FCC chairman Tom Wheeler called the broadband privacy workshop the commission hosted Tuesday the beginning of a very important discussion.
The FCC is trying to decide how to regulate broadband CPNI (customer proprietary network information), now that it has reclassified ISPs as telecoms out of the reach of the Federal Trade Commission, which is now prevented from exercising authority given common carrier exemption.
Wheeler said that the issue falls under a broader one, which is the basic concept that "changes in technology don't change our values."
He said that privacy is unassailable and how the FCC deals with it is what makes the issue and the era so challenging, but exciting at the same time.
Wheeler detoured a few centuries to point out that Alexander Hamilton was concerned about the mail being compromised as he and the founding fathers were hammering out the Federalist Papers, then jumped to the Civil War to talk about Rebels cutting the telegraph wires— Wheeler wrote a book about Lincoln's use of the telegraph during the war — and putting the wires to their tongues to sense the pulses and hack the messages.
But he returned to the present day to make the point that the issues were not new, and that in this era increasingly the information and the networks are becoming increasingly synonymous.
Wheeler said Congress was explicit in its instructions to the FCC, which was that consumers have the right to expect privacy of the information network collect about them. The FCC has been overseeing that CPNI relationship when it comes to phone, including VoIP, and traditional video — VOD records, for example — but broadband CPNI is new territory.
Wheeler said that in a digital world, everyone leaves digital footprints "all over the place."
The FCC signaled in the Title II decision that it would not simply transplant the phone CPNI regime, but did not say how it would approach broadband privacy, which was the purpose of the workshop.
Wheeler said the goal was to answer two questions: How to insure consumers are protected and how to promote the virtuous circle of innovation and investment.
During the day-long panel session, industry panelists warned against imposing new rules, particularly ones that did not take into account that edge providers have mostly the same data sets ISPs have. AT&T's Robert Quinn, senior VP and chief privacy officer, said that networks may have at one time had unique access to data due to its collection ability, but that the data sets it now has are not unique with hundreds of companies on the edge able to assemble that data. He suggested that if the FCC is going to get into the broadband privacy environment — and clearly it is — it needs to look at the totality of the issue, which would include edge providers like Apple and Google.
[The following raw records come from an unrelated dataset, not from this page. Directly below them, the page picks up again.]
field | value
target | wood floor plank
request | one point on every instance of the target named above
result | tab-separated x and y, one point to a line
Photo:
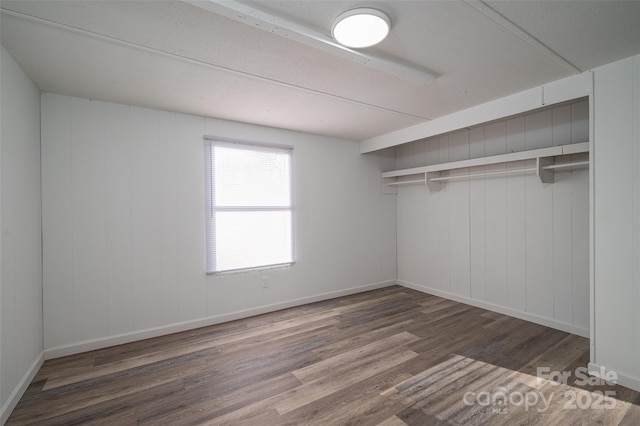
388	357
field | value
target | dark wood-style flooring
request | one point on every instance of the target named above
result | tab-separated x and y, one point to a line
388	357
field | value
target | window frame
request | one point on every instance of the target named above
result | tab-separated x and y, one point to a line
209	144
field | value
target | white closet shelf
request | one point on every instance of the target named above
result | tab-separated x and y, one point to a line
544	165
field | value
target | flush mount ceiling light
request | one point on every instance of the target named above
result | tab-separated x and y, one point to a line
360	28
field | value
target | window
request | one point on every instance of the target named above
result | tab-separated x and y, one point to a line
249	206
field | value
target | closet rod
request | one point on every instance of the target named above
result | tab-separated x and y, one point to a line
566	165
500	172
405	182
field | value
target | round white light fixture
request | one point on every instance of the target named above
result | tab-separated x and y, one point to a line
361	27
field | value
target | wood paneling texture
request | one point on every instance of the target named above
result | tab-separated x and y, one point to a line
508	241
124	224
390	357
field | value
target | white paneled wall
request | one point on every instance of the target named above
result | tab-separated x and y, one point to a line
124	229
20	251
509	243
616	336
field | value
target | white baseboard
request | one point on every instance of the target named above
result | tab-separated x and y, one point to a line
20	389
89	345
624	379
547	322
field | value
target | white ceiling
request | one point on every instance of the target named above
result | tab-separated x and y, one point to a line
183	57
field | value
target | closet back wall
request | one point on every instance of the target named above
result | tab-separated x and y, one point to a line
509	243
124	226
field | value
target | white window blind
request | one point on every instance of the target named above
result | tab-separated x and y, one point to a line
250	220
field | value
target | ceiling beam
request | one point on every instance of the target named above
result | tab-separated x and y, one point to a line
291	30
566	89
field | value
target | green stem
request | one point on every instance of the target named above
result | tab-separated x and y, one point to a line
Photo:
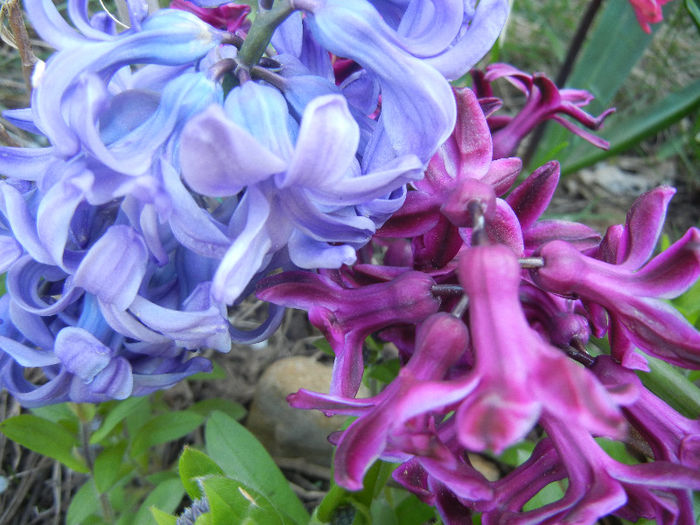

He also pointed out that AT&T needed to continue to be a player in the ad-supported space, which was a driver of the data collection at issue. But his bottom line was that whatever the FCC does to regulate in the privacy space, it has to be consistent, irrespective of the underlying technology.
Public Knowledge's Harold Feld said that if the ISP's were in the ad-supported data space, it was unusual that it would be making the argument that edge providers have just as much useful information as they do, saying "take our info even though others can give it to you better" was not a very good marketing slogan. He dismissed what he said was the argument that all that information is out there anyway and not to trouble with what ISPs are doing.
While industry players were suggesting the FTC still had some authority to go after advertising, Feld said the FCC had the experience and the rulemaking authority to take the lead on privacy.